Collections et citoyenneté

L'expression « politique d'acquisition » évoque les difficiles situations connues par plusieurs municipalités dirigées par le Front national, autant que les pratiques formalisées de gestion ou que les débats professionnels sur l'organisation du travail. Elle renvoie d'abord et surtout à la fonction du bibliothécaire vis-à-vis des publics.

En ouverture des journées, Anne-Marie Bertrand posa clairement les termes d'une question : « N'est-on pas en train de passer d'une politique de l'offre à une politique de la demande, et de ce fait n'abolit-on pas la responsabilité intellectuelle du bibliothécaire comme collectionneur ? ». Retraçant les étapes historiques des politiques implicites, Anne-Marie Bertrand montra la permanence d'un discours d'offre, passant d'une prescription à visée éducatrice dans l'après-guerre à une proposition émancipatrice plus récente. Parallèlement, démarches gestionnaires et approches marketing ont tenté de mieux cerner les différents publics et leurs demandes, et d'anticiper sur celles-ci ; mais, selon A.-M. Bertrand, la demande c'est aussi le conformisme consensuel du politique, comme le suivi des seuls usagers présents, avec le risque de délaisser la conception téléologique de la bibliothèque au profit d'un suivi immédiatement utile. Et de plaider pour qu'on ne renonce pas au projet culturel global en recherchant de nouveaux publics.

Cette position claire ouvrait la voie à la question des relations du politique et de la collection. Jean-Luc Gautier-Gentès, inspecteur général des bibliothèques, argumenta avec rigueur sur le thème « Extrémisme et consensus ». Faut-il accepter une représentation des extrémismes dans les collections ? Certains arguments s'y opposent (ne pas offrir de tribune facilitant une propagation de ces idées, protéger les personnes susceptibles d'être blessées par ces textes), d'autres l'acceptent voire le revendiquent (ne pas sous-estimer le pouvoir répulsif des thèses extrémistes, démonter l'argument du complot, utilisé par les partisans de ces thèses). J.-L. Gautier-Gentès insiste sur la nécessaire distinction à opérer entre consensus social (être capable de vivre ensemble) et consensus intellectuel (partager les mêmes idées) : trop de consensus intellectuel gêne le consensus social, et les bibliothèques doivent participer d'abord au consensus social.

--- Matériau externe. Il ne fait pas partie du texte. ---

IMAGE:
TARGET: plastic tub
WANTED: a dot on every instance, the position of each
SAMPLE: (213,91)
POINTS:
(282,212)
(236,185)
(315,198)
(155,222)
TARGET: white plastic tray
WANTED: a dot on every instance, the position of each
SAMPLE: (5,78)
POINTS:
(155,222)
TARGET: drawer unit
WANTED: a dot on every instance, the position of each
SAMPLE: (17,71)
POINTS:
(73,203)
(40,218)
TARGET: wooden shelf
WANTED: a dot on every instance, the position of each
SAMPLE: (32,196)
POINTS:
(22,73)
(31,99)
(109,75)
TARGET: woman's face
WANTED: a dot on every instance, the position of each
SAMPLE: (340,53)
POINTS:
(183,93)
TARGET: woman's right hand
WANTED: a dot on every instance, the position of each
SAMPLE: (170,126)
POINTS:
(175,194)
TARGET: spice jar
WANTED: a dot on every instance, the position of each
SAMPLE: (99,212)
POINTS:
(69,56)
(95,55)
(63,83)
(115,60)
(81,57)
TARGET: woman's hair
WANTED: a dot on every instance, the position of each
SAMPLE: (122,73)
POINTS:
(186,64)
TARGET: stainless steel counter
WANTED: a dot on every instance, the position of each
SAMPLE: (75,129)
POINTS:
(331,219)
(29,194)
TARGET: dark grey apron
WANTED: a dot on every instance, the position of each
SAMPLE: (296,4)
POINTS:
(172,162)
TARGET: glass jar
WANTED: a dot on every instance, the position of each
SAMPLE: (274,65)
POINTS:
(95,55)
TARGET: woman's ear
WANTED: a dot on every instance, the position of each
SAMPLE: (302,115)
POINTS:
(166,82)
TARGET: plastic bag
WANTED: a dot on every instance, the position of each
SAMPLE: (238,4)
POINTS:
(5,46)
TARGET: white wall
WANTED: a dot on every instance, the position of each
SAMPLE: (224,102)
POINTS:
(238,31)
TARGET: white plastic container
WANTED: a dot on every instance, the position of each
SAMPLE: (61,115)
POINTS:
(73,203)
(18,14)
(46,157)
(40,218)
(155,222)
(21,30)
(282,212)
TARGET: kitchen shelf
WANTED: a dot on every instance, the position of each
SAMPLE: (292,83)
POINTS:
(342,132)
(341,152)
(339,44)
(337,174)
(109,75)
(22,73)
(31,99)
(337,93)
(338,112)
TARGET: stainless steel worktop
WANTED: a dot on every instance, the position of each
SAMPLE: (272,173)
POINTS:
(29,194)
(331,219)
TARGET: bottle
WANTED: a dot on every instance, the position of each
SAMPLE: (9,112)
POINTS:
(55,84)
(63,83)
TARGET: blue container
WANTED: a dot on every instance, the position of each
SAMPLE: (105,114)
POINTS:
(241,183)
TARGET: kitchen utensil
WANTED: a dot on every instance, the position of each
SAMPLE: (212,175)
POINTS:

Une limite reste cependant posée : « le désaccord des citoyens ne doit pas prendre de formes coercitives ou agressives », et J.-L. Gautier-Gentès appelle à distinguer l'extrémisme de la pensée (par exemple vouloir se débarrasser de l'État) de l'extrémisme de la haine (qui s'en prend aux individus ou aux groupes).Toutefois, dans les bibliothèques gérées par des municipalités Front national, la prescription politique ne passe pas que par l'idéologie, mais aussi par une certaine vision du monde, refusant l'actualité et l'ouverture au profit des classiques ou du local. En conclusion, J.-L. Gautier-Gentès appelle à rétablir un humanisme volontaire, à affirmer le caractère sélectif et positif de la bibliothèque, mais aussi à prévoir des mécanismes de sauvegarde de la démocratie, par des critères techniques évaluant la surreprésentation d'un courant – critères à travailler –, et par une loi affirmant sinon garantissant la bibliothèque comme « zone franche de l'esprit ».

Une loi fixant la base d'une déontologie, c'est aussi ce que réclamait Catherine Canazzi, directrice de la BDP du Vaucluse et ancienne directrice de la BM d'Orange. Relatant son expérience face à la municipalité Front national jusqu'en mars 1996, elle décrivit les critères de refus ou au contraire de prescription d'acquisition de cette municipalité. Constatant l'absolue impossibilité de dialogue, elle avoua que la situation n'offrait qu'une alternative : se soumettre ou se démettre. Elle choisit la seconde, qualifiant sa décision de « clause de conscience ».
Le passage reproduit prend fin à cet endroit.